Just the other day, walking through a sleepy country town (Hawks Nest, NSW, AU), I was explaining to my partner how I'd love to have an AR overlay of the town that told me, statistically, what each person in each house was doing.
Ideally it'd consider an estimate of the house's value and use vision to assess the real-time appearance of the property to further hone its model.
If you could do that next, please. Oh and buy me a Vision Pro. Cheers.
Could easily extend the idea to zoom in on the map, constraining to various region sizes... The information gets a little "washed out" when you combine all the timezones into one blob.
Combined they make up about 33% of all activity, which is what you would expect if 100% of people spent every single day doing one of those things for ~8 hours.
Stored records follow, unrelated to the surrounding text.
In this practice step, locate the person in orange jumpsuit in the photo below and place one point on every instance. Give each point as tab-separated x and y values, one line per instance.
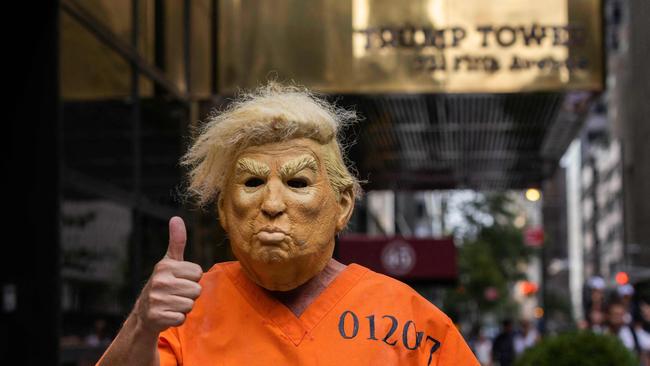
272	165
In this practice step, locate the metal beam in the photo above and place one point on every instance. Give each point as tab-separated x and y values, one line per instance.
105	35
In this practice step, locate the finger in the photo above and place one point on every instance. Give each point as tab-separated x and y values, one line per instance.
179	304
172	318
187	270
177	239
186	288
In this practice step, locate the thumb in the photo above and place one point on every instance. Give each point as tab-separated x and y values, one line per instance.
177	239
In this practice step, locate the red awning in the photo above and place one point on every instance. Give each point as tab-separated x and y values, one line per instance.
403	258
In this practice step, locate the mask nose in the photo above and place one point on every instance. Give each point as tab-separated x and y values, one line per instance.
273	204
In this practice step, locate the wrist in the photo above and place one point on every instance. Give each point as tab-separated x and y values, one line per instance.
141	329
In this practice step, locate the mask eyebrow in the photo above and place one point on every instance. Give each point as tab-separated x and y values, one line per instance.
293	167
252	167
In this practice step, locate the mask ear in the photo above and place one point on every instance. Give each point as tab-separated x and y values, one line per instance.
346	206
221	212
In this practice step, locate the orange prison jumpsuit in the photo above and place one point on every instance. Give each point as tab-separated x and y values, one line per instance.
361	318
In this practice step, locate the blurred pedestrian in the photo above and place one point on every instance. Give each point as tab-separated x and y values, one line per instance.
526	337
625	295
481	344
503	347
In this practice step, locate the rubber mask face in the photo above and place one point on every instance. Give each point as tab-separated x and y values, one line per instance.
281	213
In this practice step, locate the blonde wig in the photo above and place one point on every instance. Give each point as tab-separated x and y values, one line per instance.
271	113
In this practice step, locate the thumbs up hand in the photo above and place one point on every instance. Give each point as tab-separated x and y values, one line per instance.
173	286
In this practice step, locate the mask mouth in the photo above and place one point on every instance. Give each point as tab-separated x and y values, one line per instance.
272	229
271	237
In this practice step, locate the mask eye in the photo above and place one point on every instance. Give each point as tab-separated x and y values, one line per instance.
253	182
297	183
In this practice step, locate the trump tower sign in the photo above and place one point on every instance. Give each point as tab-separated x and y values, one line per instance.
387	46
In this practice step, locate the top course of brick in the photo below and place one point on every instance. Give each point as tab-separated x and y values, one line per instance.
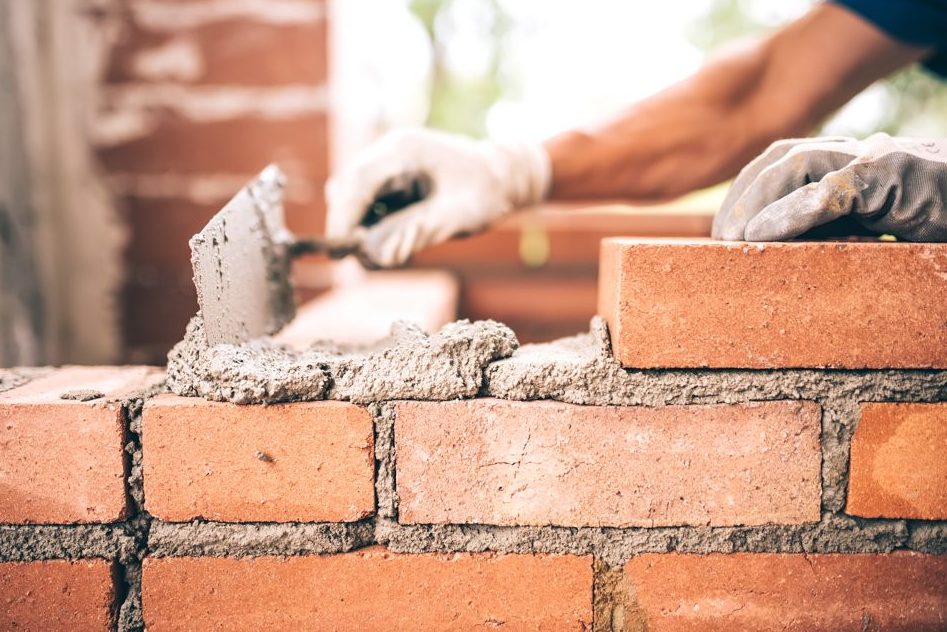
854	305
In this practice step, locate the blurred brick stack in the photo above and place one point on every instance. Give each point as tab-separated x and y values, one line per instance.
199	96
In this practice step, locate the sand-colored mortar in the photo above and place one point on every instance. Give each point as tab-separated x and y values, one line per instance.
485	356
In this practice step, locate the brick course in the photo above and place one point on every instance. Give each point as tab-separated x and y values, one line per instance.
62	460
676	303
898	465
307	462
370	590
57	595
746	591
537	463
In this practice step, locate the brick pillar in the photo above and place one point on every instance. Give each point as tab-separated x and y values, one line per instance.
199	96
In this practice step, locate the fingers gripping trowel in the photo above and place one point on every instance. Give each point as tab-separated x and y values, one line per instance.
242	259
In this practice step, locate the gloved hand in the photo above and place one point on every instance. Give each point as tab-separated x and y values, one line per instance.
468	184
895	186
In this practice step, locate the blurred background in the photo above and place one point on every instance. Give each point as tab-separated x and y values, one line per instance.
126	124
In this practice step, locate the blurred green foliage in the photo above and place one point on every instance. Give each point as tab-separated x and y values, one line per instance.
910	102
460	101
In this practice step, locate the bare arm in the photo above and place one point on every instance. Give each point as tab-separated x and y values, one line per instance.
704	129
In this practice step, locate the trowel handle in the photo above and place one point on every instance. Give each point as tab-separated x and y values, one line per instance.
390	200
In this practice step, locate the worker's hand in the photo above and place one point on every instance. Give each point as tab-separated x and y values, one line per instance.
895	186
466	185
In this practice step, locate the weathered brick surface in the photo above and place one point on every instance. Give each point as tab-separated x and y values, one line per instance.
228	52
675	303
309	462
534	463
369	590
746	591
57	595
234	146
898	463
62	460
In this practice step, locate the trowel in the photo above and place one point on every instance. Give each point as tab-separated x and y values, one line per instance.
242	257
387	202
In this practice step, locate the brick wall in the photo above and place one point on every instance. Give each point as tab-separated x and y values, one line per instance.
631	499
200	95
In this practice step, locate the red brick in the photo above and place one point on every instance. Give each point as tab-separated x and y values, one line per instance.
746	591
230	52
57	595
234	146
799	304
309	461
62	461
535	463
369	590
898	469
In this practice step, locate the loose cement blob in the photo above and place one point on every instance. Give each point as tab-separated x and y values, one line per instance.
409	364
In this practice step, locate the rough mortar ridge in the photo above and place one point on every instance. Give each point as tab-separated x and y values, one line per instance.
833	534
219	539
20	543
409	364
581	370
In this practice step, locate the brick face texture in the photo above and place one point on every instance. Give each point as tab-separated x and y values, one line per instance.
224	52
898	464
369	590
715	304
61	460
56	595
198	96
536	463
794	592
300	462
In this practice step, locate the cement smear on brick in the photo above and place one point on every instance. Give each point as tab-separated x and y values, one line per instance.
581	370
409	364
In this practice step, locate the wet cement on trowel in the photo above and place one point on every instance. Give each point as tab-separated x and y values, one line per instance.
409	364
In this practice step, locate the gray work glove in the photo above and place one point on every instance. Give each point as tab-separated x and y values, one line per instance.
895	186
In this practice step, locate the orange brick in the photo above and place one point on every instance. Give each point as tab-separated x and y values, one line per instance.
57	595
62	460
369	590
536	463
234	146
898	469
308	461
674	303
794	592
227	52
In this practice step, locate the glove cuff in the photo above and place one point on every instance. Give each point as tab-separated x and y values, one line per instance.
526	169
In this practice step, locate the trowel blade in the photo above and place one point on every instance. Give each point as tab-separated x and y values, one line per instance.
241	263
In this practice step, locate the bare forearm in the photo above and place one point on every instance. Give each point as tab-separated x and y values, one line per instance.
704	129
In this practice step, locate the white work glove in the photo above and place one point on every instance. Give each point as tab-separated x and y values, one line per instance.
895	186
467	184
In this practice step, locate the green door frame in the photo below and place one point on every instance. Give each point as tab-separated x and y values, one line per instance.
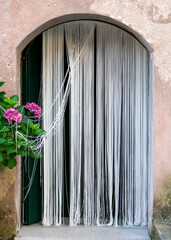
31	76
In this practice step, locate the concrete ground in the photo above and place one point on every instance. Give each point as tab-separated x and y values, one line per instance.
162	231
82	233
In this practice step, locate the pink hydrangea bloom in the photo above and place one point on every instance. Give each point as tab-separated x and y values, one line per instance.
13	115
34	108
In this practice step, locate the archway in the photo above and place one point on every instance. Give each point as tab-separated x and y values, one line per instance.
149	169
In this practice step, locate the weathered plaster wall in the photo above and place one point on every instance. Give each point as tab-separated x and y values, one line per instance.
150	18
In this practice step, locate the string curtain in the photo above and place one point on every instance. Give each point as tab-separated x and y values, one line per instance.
106	91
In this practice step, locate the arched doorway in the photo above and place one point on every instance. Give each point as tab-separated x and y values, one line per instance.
95	92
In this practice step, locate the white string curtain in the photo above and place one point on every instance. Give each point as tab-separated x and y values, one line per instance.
108	125
53	75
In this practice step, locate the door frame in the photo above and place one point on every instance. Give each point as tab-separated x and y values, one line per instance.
72	17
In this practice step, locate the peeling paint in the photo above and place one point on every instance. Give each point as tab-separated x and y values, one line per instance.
151	19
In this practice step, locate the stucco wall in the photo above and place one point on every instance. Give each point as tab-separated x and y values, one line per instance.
150	18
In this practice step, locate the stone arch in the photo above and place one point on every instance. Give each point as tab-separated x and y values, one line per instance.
139	37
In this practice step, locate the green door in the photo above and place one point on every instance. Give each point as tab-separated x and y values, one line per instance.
31	75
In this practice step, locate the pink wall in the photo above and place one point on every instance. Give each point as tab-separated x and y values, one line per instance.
20	21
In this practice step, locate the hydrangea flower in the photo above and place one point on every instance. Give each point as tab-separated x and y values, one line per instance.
13	115
34	108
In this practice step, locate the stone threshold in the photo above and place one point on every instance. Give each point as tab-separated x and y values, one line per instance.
37	232
162	230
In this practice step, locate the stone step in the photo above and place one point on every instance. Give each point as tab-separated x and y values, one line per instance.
82	233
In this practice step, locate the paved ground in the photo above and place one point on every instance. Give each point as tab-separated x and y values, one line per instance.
82	233
162	230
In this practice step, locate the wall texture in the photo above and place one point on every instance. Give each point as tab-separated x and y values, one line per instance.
150	18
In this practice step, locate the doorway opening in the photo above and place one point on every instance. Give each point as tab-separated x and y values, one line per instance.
94	77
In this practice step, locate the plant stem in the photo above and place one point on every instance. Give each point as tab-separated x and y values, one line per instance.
2	108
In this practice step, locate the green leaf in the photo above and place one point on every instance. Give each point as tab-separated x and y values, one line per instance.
22	153
2	140
37	156
31	125
3	123
4	129
36	126
2	94
10	101
5	162
1	83
25	120
11	149
2	111
23	127
39	131
12	163
1	157
14	98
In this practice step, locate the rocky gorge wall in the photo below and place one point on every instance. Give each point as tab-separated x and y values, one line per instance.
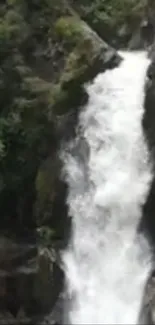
49	50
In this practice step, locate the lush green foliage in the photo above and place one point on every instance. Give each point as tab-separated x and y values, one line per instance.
44	59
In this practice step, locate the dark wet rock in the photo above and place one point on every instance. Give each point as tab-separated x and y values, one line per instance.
30	286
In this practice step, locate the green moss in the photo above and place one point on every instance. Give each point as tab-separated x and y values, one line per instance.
68	29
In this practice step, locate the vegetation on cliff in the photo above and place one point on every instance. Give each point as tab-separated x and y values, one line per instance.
47	52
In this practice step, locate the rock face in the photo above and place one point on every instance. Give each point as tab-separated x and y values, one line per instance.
30	281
It's pretty much right in line with what I'd expect, possibly even a bit higher considering small children and retirees.
Full time people spend roughly 24% of their week working.
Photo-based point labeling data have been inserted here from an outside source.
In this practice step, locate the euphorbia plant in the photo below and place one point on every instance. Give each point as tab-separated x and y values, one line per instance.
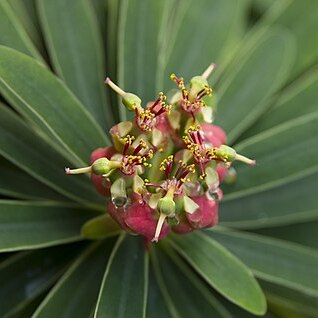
161	164
164	169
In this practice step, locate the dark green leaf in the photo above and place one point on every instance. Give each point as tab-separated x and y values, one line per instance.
297	304
222	270
302	233
244	92
31	153
195	300
276	261
201	36
13	33
124	288
100	227
76	50
156	306
298	99
20	8
300	17
26	275
76	293
25	225
290	203
138	45
284	153
46	102
16	183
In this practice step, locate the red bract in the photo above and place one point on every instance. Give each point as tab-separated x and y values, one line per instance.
137	217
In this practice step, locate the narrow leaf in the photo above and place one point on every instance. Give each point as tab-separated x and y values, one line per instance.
13	33
46	102
304	233
273	260
138	46
244	92
286	204
31	153
76	50
222	270
156	305
21	9
26	275
100	227
195	300
76	293
304	29
298	304
16	183
211	34
25	225
284	153
302	92
124	288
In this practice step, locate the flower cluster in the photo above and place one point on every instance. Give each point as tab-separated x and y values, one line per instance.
164	169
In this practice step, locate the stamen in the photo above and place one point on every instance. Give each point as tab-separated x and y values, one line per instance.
206	74
245	160
161	220
78	171
116	88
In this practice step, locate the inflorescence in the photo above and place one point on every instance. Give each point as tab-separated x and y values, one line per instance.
164	169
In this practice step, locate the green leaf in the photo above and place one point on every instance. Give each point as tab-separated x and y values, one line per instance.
26	275
138	47
304	233
25	225
301	19
286	204
195	300
298	304
100	227
16	183
298	99
124	288
76	50
276	261
222	270
20	7
156	305
200	37
32	154
244	92
13	33
284	153
76	293
46	102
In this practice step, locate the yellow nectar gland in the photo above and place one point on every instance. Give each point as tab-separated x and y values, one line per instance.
146	119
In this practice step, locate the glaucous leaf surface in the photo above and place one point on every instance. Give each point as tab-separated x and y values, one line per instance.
125	284
75	294
273	260
284	153
20	145
46	102
273	207
26	275
76	50
13	33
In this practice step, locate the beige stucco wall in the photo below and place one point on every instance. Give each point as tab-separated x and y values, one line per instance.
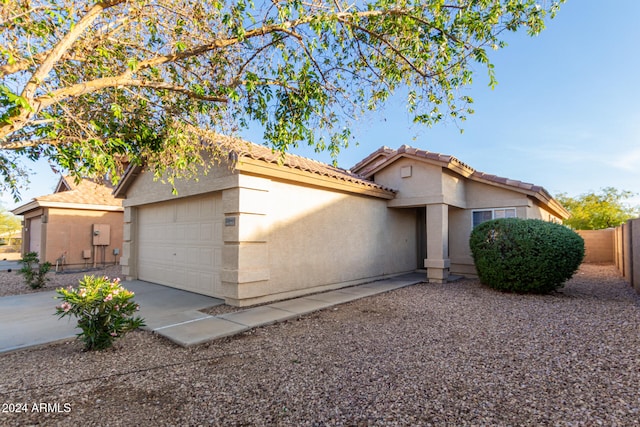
421	183
287	238
321	238
599	245
67	232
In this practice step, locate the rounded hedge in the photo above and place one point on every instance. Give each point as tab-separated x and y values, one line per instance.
525	255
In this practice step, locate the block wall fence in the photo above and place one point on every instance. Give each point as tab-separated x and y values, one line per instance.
626	246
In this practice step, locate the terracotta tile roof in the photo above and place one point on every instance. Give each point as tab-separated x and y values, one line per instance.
384	154
266	154
85	192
Factoring in PTO/holidays, roughly 20 years of education and 20 years retirement, part time and unemployment, that number drops quite a bit (I’d guess roughly half, to 12%).
Of course, some people start work earlier and retire later, and some work more than 40 hours per week.
Great execution. Interesting to think about the peaks and troughs of global activity.
The Sleep numbers make a big claim: Right after Europe and West Africa have woken up (i.e. now) it says only 350 million people (4.25%) are sleeping. It's 01:08 in Anchorage and 06:08 in Recife. Over 1 billion people live in the Americas between these two time zones. Seems implausible that only a third of them are sleeping?
I think this is just going off sunrise and set +- some estimate. Which does not work as well the farther from the equator you get. It's light for hours up here before you wake, and we sleep like 2-4 hours after sunset.